For the head…
While still in seminary, I went on a ski camp for boys, ages 11 to 13. It was my second ski camp, and my skiing talent was tenuous at best. Nevertheless, compared to the previous year’s trip, I was quite good; I spent more time on my skis than sprawled out in the snow.
I was accompanying the boys in the ‘intermediate’ ski-skills group. There were seven of us in our group. On the lift I would pair the boys up, and being the odd man out, I would sit with anyone the lift operators put next to me. On one lift ride, which lasted several minutes, I was sitting next to a gentleman in his 50’s.
I introduced myself, ‘Hello, I’m a student for the priesthood, and am here with a Church youth group. Nice weather.’
He replied, ‘I’m not going to Church.’
‘Well, I’d like to encourage you to go,’ I said. ‘It’s a great day for skiing.’
Then he said, ‘I’m cheating on my wife.’
I thought, ‘Wow! OK Lord, you put the two of us together for a reason.’ I knew I had a captive audience; our chair was at least 100 feet above the ground, and we still had at least three to four minutes left to go. I said something to the effect:
‘Don’t ruin your marriage. Return to your wife. God will help you to do so. You can do it. You will be glad you did.’
He was obviously struggling with a guilty conscience. I tried to encourage him gently but insistently. When we dismounted at the top of the lift, the boys were waiting somewhat impatiently for me. ‘Come on, Br. John, let’s go!’ I kept encouraging him, but he ended our conversation by saying, ‘Go away, you’re making me cry.’ I continued skiing.
This and similar experiences have convinced me that the conscience is very persistent. That is a good thing.
The Catechism of the Catholic Church states, “Deep within his conscience man discovers a law which he has not laid upon himself but which he must obey. Its voice, ever calling him to love and to do what is good and to avoid evil... For man has in his heart a law inscribed by God.... [In his] conscience… [man] is alone with God whose voice echoes in his depths.” [n. 1776].
It is a universal human experience to hear that internal voice that obliges us to do good and avoid evil. It is our moral compass pointing us to the good.
As my acquaintance on the ski lift showed, conscience is usually most evident when it bothers us. It holds a person to a standard he or she did not make, and cannot easily ignore.

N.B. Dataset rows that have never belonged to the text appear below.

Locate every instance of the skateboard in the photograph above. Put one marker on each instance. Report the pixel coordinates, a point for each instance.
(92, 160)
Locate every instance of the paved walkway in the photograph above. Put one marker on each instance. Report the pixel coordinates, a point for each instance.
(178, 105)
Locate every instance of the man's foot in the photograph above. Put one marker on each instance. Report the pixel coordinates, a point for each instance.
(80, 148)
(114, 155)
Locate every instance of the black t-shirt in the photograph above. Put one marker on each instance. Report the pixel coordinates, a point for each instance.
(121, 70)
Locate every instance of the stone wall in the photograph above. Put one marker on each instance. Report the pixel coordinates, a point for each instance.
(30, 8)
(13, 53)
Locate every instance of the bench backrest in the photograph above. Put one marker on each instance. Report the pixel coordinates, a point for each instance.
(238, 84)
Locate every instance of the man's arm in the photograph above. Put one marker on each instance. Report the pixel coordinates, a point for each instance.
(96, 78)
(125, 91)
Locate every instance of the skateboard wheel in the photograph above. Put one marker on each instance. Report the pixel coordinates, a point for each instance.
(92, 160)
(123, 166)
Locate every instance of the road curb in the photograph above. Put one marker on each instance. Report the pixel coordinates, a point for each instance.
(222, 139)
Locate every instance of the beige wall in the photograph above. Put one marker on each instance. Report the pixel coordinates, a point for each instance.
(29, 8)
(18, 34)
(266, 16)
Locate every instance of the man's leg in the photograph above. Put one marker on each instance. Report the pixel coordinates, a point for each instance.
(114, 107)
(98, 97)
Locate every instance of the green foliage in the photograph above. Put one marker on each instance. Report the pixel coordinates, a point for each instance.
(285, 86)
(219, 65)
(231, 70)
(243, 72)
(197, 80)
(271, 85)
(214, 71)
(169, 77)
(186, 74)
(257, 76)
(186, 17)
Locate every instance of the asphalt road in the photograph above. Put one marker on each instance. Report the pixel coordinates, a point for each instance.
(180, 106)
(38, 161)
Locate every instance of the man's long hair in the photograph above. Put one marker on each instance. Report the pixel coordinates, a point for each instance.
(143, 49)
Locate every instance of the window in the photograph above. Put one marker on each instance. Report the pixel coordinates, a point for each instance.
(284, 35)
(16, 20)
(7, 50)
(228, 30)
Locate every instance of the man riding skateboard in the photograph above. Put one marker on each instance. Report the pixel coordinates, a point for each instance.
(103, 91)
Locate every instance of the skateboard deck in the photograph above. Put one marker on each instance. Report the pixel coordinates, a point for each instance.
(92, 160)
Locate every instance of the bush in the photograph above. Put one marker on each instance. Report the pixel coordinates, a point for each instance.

If, however, someone chooses to ignore their conscience, that usually entails a struggle, at least in the beginning. To ignore the conscience consistently however, will eventually weaken and deform it. The more we sin, the more blinded to it we become. Once our moral compass is broken, we can quite readily justify other behaviors: ‘Everyone does it.’ ‘It’s no big deal.’ ‘It’s not harming anything.’ Thanks be to God my friend on the lift was still struggling. He had not hardened his heart.
Therefore, to protect ourselves from becoming indifferent to evil, we have an obligation to listen to, and to form our conscience. The Church accompanies us in that effort, by faithfully communicating Christ’s moral teachings, and by offering us his forgiveness through the sacrament of Confession when we fall.
The good news is that the conscience is also resilient. St. John Paul II once said that he did not think it possible to kill off the conscience fully. Despite our efforts to ignore him, our Lord and his law continue to whisper to our hearts. Francis Thompson in his poem ‘The Hound of Heaven,’ describing just such a struggle, says it well:
I fled Him, down the nights and down the days; I fled Him, down the arches of the years; I fled Him, down the labyrinthine ways Of my own mind; and in the midst of tears I hid from Him, and under running laughter. Up vistaed hopes I sped; And shot, precipitated, Adown Titanic glooms of chasmed fears, From those strong Feet that followed, followed after. But with unhurrying chase, And unperturbèd pace, Deliberate speed, majestic instancy, They beat—and a Voice beat More instant than the Feet— 'All things betray thee, who betrayest Me'…
As for my friend from the ski lift, I pray for him daily and look forward to seeing him in heaven.